Boil the milk, take it from the fire, and whip in gradually the beaten eggs. When nearly cold, season; add the cocoa-nut, and pour into paste-shells. Do not boil the egg and milk together. Bake twenty minutes.
Some put the custard quite raw into the pie-dishes, but the cocoa-nut is apt, in that case, to settle at the bottom.
You may, however, pour the raw mixture into cups, and bake by setting in a pan of boiling water, stirring well once, as they begin to warm.

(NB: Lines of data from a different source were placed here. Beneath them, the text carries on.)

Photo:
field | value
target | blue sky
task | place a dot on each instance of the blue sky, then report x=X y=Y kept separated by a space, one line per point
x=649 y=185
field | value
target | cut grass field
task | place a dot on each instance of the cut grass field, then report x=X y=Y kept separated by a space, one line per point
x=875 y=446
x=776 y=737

This is cocoa-nut cup-custard, and is much liked.
Chocolate Custard-Pie.
- 1 quarter-cake of Baker’s chocolate, grated.
- 1 pint boiling water.
- 6 eggs.
- 1 quart milk.
- ½ cup white sugar.
- 2 teaspoonfuls vanilla.
Dissolve the chocolate in a very little milk, stir into the boiling water, and boil three minutes. When nearly cold, beat up with this the yolks of all the eggs and the whites of three. Stir this mixture into the milk, season, and pour into shells of good paste. When the custard is “set”—but not more than half done—spread over it the whites, whipped to a froth, with two tablespoonfuls sugar.
You may bake these custards without paste, in a pudding-dish or cups set in boiling water.